| Retrato de
Diego de Velázquez Es ya tradicional
que los artistas manifiesten su deseo de pasar a la posteridad no sólo gracias a la
creación de obras de arte sino también mediante un retrato suyo o de otro
artista que nos devuelva su propia imagen. Unas veces son captados en
estudiada pose, vestidos con ropas y adornos elegantes y sujetando entre las manos un
elemento propio del arte al que deben su fama, ya sea un plano en el caso del arquitecto,
una gubia o un modelo de yeso en el caso del escultor, una partitura en el caso del
músico o un pincel y una paleta en los pintores. Otras veces aparecen enfrascados en su
trabajo, concentrados en el proceso de creación artística o simplemente descansando en
su taller, con un aire pretendido de espontaneidad nunca casual. En otras ocasiones, por
fin, los artistas hacen un guiño al espectador y, como si de un juego se tratara, se
cuelan entre los personajes de su obra, caracterizados o a cara descubierta, abriendo un
turno de conjeturas sobre si son o no son ellos, que puede no tener respuesta.

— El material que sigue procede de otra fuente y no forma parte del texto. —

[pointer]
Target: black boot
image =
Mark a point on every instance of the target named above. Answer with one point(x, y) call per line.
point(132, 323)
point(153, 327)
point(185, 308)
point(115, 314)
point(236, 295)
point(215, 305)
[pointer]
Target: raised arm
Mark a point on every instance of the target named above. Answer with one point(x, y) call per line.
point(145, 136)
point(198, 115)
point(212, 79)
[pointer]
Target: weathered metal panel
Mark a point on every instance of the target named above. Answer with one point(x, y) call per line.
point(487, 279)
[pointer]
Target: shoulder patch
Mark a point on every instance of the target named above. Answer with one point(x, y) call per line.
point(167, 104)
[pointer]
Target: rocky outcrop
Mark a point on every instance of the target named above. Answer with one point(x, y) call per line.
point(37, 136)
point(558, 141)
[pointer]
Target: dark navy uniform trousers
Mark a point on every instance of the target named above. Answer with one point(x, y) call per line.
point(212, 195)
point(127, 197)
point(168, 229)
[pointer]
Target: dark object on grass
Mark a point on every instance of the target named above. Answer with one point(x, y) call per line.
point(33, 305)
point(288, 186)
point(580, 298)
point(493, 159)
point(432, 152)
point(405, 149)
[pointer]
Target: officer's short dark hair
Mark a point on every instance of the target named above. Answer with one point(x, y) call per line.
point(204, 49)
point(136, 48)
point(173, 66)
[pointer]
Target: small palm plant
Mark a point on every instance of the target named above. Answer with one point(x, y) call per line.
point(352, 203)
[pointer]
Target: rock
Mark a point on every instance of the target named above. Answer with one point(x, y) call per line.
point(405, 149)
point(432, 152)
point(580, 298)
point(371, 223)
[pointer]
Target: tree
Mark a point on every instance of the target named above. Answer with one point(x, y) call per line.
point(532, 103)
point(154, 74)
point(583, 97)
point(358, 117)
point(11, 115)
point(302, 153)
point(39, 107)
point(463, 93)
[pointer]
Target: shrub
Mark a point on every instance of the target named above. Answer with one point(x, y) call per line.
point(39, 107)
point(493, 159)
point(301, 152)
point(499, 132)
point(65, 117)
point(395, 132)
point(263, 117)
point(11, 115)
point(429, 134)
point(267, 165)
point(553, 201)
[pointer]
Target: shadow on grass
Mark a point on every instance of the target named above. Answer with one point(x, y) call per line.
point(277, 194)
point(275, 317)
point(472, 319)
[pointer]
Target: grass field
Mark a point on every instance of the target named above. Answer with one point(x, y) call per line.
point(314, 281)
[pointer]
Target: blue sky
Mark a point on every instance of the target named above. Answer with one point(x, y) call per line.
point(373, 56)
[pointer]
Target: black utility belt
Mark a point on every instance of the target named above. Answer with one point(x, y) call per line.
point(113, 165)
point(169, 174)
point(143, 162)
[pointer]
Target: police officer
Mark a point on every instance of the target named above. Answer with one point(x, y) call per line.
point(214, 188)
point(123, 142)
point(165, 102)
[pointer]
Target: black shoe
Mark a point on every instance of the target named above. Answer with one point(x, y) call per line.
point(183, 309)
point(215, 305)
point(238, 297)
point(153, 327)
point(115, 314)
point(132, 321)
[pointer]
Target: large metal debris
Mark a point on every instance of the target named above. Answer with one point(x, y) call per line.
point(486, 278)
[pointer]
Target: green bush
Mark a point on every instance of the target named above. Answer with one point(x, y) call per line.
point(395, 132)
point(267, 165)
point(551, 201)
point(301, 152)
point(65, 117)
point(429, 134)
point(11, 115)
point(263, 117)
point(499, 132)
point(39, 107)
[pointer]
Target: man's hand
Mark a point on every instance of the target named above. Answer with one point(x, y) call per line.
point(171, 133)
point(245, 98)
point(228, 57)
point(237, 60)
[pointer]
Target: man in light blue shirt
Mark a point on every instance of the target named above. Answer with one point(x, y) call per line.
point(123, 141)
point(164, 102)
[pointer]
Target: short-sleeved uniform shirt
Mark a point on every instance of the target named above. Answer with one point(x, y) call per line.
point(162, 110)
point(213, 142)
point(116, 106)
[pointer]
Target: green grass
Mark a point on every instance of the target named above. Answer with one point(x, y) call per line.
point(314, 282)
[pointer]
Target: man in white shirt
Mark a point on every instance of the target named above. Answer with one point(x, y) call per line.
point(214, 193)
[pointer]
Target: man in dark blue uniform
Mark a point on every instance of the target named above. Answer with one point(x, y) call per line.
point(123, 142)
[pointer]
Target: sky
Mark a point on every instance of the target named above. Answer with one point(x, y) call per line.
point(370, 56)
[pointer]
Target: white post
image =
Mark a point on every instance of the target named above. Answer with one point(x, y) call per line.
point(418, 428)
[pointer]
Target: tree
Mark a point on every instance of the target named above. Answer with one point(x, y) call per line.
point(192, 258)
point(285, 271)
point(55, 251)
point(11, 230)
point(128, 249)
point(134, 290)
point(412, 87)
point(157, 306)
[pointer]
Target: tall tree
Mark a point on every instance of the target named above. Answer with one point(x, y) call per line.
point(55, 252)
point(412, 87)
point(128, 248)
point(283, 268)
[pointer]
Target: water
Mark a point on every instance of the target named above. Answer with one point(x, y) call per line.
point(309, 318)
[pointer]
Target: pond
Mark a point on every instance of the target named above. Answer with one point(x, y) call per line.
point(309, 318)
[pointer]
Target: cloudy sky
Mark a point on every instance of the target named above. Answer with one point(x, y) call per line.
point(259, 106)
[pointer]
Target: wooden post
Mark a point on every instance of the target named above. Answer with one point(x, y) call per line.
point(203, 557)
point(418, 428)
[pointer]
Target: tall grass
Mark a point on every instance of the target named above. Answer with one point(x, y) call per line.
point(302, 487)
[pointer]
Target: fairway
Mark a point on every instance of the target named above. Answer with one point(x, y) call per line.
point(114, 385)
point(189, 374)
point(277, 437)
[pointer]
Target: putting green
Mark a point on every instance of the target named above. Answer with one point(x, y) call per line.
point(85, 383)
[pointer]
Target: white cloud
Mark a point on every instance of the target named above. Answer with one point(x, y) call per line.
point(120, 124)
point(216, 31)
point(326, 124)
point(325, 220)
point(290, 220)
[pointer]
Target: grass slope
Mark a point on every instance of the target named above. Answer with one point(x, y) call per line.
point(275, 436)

Diego de Velázquez sintió también esta
necesidad, no exenta de orgullo y de disimulada vanidad, y quiso retratarse o que le
retrataran en varias ocasiones a lo largo de su vida. Así, un rostro de hombre
joven, vestido con traje negro y golilla blanca, moreno, serio y con bigote lucha desde
hace tiempo por identificarse con el pintor. Lo mismo ocurre con uno de los soldados del
séquito de Spínola en el cuadro de Las lanzas, en el que muchos quieren ver el
rostro de Diego de Velázquez. Otros autorretratos no ofrecen dudas, aunque es el
famosísimo de Las Meninas el principal de todos, no sólo por su extraordinaria
calidad sino también por su complejidad compositiva y por su significado, que algunos
interpretan como un manifiesto en favor de la ingenuidad de la pintura y del
encumbramiento social del genial artista que, elegantemente vestido, pincel y paleta en
ristre, se dispone a pintar sobre un enorme lienzo.

El estudio de Diego de
Velázquez
A diferencia de lo que sucede con otros muchos
artistas cuyos talleres sólo conocemos someramente a través de descripciones o
referencias indirectas o que, incluso, son desconocidos, disponemos de una imagen muy
completa del obrador de Diego de Velázquez. En 1656 el artista eligió este marco para
ambientar una de sus obras más famosas, innovadoras y controvertidas: Las Meninas,
también llamada La familia de Felipe IV. Ubicado dentro del Alcázar Real, como
correspondía a un pintor de cámara del rey, el taller de Diego de Velázquez era una
pieza amplia, bien iluminada, sin otro mobiliario que el imprescindible para su actividad
artística y con las paredes repletas de cuadros entre los cuales destacaba también un
espejo, objeto muy utilizado por los pintores para perfeccionar su conocimiento de la
realidad, estudiar gestos y actitudes y mejorar las composiciones reflejadas en la
superficie cristalina.
La paciencia de algunos estudiosos ha permitido
identificar los dos grandes cuadros que cuelgan de la pared del fondo y que, al parecer,
no eran obras del artista sino copias de su yerno y discípulo Juan Bautista
Martínez del Mazo de sendas obras mitológicas de Rubens (Minerva y Aracne)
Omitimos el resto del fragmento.